A London council voted to seek an order creating a buffer zone around an abortion clinic to prevent pro-life campaigners from harassing and intimidating patients in the first case of its kind in Britain.

Ealing council voted on Tuesday to pursue a public spaces protection order (PSPO), which bars pre-defined activities in a geographical area and is usually used to stop anti-social behaviour like drug taking.

Of the 69 councillors who were present at the council meeting, all voted in favour of the motion bar two who abstained. The motion will now be put to a public consultation.

Binda Rai, a councillor from the Labour controlled local council who proposed the motion, said it was time to tackle this ahead of a debate in which councillor after councillor highlighted the negative impact of anti-abortion protests on the community.

“This issue is a blight on our borough and has been around for far too long,” said Rai.

Developments in Ealing will be watched closely by other councils amid an increase in the volume and ferocity of anti-abortion protests around Britain, campaigners said.

“The increase (in protests) smacks of desperation as many more people in the UK now support the right to abortion,” said Clare Murphy, of the British Pregnancy Advisory Service.

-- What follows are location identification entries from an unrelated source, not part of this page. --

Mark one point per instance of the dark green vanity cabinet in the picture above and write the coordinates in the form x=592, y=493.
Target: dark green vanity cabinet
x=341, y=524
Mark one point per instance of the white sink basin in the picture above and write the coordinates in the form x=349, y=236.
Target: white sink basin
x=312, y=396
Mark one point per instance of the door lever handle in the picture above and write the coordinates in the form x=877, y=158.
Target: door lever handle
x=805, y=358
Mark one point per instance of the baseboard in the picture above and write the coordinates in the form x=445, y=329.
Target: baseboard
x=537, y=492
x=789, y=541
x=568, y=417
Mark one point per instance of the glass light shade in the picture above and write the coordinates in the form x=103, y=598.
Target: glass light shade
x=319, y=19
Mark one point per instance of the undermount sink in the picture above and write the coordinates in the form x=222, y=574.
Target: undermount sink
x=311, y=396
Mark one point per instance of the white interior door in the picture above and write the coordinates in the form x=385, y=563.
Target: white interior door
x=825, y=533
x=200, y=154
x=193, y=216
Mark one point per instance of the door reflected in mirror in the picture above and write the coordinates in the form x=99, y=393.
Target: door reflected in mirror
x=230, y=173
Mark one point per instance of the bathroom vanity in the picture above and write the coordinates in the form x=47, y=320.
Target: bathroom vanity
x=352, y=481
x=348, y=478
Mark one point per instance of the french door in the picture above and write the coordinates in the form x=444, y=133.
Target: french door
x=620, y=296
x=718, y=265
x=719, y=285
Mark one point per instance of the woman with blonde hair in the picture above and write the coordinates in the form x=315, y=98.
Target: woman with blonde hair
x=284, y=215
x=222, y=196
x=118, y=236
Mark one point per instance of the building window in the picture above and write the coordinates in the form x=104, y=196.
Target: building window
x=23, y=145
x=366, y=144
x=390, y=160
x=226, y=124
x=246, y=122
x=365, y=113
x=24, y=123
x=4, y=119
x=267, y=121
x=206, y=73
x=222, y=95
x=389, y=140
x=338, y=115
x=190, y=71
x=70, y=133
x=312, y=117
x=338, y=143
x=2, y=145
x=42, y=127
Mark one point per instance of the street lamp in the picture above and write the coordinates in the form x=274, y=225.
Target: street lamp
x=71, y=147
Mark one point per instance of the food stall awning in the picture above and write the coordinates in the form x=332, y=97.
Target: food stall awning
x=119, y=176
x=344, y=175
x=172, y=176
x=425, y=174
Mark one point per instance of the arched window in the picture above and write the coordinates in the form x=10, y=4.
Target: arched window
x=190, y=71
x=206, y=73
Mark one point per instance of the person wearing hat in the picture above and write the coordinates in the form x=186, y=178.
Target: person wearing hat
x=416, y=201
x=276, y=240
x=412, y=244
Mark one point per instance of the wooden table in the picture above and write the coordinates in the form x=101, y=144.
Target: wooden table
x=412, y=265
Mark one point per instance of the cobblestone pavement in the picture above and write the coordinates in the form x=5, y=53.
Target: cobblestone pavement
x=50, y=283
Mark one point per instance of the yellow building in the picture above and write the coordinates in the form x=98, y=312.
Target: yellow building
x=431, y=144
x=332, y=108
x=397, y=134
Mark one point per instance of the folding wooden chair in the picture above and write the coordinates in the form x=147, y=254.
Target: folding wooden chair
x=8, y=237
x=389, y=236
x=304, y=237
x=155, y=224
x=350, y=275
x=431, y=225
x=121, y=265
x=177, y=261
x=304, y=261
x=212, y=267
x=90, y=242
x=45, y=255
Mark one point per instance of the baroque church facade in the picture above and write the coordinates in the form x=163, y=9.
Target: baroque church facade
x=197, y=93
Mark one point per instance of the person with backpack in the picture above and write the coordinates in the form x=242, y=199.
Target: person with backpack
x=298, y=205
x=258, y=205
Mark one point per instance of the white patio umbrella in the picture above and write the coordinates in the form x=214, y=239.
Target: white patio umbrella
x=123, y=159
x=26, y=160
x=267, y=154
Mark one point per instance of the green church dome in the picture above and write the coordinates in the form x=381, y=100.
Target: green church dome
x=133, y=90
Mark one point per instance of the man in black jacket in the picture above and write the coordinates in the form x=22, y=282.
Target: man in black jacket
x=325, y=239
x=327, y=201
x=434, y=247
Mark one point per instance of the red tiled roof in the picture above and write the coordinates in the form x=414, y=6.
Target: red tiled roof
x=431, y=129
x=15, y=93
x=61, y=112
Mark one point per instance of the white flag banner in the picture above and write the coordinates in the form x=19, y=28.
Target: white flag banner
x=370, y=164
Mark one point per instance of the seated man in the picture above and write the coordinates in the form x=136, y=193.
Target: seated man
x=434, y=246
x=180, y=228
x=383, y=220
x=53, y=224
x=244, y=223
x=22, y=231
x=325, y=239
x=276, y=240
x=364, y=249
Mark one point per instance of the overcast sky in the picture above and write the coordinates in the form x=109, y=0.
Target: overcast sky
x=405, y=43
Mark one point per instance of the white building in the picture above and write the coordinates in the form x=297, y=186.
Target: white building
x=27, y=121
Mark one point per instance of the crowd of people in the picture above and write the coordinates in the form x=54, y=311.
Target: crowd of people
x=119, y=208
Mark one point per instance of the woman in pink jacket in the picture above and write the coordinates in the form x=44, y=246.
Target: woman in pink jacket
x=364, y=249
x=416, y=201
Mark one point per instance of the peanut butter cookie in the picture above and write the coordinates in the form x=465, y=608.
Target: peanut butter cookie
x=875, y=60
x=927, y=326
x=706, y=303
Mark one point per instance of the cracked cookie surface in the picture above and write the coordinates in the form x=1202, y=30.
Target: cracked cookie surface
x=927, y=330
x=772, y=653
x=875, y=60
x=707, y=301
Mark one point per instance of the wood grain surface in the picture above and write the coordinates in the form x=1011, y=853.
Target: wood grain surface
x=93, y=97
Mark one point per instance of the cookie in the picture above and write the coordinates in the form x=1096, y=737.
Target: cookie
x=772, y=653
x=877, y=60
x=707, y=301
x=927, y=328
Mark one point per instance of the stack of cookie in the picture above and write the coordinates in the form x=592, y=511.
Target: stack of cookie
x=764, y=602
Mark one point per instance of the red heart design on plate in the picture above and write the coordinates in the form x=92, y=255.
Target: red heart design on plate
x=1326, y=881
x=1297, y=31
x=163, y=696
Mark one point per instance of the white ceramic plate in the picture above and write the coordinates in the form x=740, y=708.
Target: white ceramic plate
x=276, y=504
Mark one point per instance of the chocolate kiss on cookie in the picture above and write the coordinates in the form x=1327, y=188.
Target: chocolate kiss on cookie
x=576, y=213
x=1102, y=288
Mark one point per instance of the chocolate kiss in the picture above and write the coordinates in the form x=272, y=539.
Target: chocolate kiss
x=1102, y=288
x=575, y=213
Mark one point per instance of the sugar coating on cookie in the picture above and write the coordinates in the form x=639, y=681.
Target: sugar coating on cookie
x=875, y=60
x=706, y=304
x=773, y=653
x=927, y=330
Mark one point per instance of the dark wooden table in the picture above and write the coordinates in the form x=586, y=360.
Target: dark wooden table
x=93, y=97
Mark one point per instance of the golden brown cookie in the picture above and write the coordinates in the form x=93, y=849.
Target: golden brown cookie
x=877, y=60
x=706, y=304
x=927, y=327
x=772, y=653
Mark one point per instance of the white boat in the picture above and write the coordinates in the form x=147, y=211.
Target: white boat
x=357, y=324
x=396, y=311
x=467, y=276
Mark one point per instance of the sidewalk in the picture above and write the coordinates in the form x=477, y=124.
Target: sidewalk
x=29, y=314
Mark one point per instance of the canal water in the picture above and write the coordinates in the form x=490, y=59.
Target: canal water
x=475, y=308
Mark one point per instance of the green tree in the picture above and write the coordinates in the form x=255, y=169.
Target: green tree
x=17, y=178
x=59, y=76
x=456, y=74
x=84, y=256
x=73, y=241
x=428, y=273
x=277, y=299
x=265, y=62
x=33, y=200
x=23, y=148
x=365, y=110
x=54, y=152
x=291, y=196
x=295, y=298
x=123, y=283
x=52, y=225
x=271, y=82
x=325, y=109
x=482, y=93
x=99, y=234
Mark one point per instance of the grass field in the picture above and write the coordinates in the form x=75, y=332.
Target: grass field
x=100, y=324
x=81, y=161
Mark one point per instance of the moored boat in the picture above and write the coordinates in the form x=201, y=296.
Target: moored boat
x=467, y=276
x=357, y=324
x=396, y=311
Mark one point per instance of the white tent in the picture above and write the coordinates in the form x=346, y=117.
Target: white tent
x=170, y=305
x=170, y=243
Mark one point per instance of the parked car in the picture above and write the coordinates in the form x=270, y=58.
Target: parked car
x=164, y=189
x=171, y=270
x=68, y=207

The vote in Ealing follows a petition from pro-choice group Sister Supporter, which regularly clashes with protesters outside a Marie Stopes clinic in the leafy west London suburb.

Sister Supporter say that video of women entering the clinic are streamed on Facebook Live. Residents have also complained about the disruption.

John Hansen-Brevetti, director of clinical services at the Ealing centre, said the harassment of patients had intensified in recent years.

“Our priority is the safety of our patients and something had to be done as the harassment had crossed a line into endangering women who use the clinic,” he said.

“This vote has significance for the whole of the UK and on behalf of the Marie Stopes community I look forward to a time when all our clinics can provide legal healthcare free of this harassment.”

Abortion has been legal in Britain since 1968 for pregnancies up to 24 weeks. The British law does not apply to Northern Ireland, which retains many restrictions on abortion.

Rupa Huq, the local member of parliament for Labour party, is pushing for national laws to establish buffer zones around abortion clinics to prevent protests.